Lo que debería haber sido una operación financiera ordinaria se ha convertido en un vehículo de intervención política
«Nada es más permanente que una intervención temporal del Estado», Milton Friedman
En teoría, una ampliación de capital es un proceso limpio, transparente y propio de un mercado que funciona. Una empresa necesita financiación, emite nuevas acciones y ofrece a sus accionistas la posibilidad de mantener su porcentaje de propiedad mediante el derecho de suscripción preferente. Si el proyecto es sólido, los inversores acuden, el capital se amplía y nadie pierde posición. Pero en el caso de Talgo, nada de eso ha ocurrido. Lo que debería haber sido una operación financiera ordinaria se ha convertido en un vehículo de intervención política cuidadosamente diseñado para que el Estado y un grupo de inversores afines tomen el control de la compañía sin asumir riesgo accionario ni lanzar una OPA.

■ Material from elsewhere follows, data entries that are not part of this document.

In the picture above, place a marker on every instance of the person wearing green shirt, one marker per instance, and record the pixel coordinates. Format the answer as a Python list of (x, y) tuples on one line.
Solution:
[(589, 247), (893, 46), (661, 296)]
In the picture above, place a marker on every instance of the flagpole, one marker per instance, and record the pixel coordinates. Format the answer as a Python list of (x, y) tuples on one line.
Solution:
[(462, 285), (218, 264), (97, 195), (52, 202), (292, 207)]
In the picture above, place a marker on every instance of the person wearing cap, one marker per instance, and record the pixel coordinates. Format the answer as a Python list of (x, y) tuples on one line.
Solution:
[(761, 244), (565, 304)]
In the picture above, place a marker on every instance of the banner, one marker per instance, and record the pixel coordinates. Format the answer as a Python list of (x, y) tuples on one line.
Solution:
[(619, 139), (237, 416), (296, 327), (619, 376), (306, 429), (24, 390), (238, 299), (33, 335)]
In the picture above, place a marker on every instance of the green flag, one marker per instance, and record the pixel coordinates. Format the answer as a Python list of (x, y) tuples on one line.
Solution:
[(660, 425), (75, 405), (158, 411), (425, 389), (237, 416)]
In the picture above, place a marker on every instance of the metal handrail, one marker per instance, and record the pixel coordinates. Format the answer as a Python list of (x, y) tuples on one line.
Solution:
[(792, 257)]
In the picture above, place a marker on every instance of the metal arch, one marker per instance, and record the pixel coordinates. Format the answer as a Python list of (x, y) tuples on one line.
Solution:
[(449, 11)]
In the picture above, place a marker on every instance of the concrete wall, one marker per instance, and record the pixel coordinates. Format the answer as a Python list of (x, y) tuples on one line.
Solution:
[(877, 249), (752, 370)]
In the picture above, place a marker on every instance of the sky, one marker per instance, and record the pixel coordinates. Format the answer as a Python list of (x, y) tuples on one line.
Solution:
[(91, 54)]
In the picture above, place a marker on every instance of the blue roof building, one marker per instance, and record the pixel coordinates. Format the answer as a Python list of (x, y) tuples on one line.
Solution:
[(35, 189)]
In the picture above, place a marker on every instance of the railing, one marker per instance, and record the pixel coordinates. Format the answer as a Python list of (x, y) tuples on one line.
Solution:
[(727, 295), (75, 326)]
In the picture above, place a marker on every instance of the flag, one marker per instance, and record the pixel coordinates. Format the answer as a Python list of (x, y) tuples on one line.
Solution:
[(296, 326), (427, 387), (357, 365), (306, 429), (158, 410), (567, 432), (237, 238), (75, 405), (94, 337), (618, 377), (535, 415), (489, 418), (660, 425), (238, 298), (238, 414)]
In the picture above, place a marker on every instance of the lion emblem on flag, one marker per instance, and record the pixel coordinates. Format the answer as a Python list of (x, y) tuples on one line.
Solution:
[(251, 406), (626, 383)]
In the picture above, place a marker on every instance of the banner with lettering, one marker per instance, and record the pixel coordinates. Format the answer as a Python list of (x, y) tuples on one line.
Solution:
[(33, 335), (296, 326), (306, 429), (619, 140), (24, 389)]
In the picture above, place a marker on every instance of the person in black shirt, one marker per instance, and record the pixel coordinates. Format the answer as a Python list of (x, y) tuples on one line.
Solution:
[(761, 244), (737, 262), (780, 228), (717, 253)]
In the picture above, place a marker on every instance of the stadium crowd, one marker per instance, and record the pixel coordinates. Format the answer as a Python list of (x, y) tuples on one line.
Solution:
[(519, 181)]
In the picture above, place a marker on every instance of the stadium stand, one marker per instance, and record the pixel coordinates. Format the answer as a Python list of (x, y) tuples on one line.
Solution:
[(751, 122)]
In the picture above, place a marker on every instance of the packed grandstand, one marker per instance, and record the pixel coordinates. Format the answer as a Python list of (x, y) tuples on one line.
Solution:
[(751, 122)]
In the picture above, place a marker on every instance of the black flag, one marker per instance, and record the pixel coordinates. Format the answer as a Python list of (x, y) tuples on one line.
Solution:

La ampliación aprobada por el Consejo, con 10,6 millones de acciones nuevas y exclusión del derecho de suscripción preferente, junto con la emisión de bonos convertibles por 105 millones de euros, no es una decisión neutral. Es una maniobra para permitir la entrada del Estado, a través de la SEPI, y de un grupo inversor vasco, bajo el relato de reforzar una empresa “estratégica nacional”. En realidad, el objetivo es intervenir Talgo sin pagar el precio de mercado ni pasar por los mecanismos normales de adquisición. Los nuevos socios, al suscribir bonos convertibles, disfrutan de una posición privilegiada: si el valor de la compañía sube, convierten su deuda en acciones y se benefician; si no, se mantienen como acreedores y limitan sus pérdidas. Es decir, disfrutan de la opcionalidad del capital sin asumir su riesgo. Al mismo tiempo, diluyen la participación de los accionistas actuales y evitan cualquier obligación de lanzar una oferta pública de adquisición por el 100 % del capital, como exige la ley cuando hay un cambio efectivo de control.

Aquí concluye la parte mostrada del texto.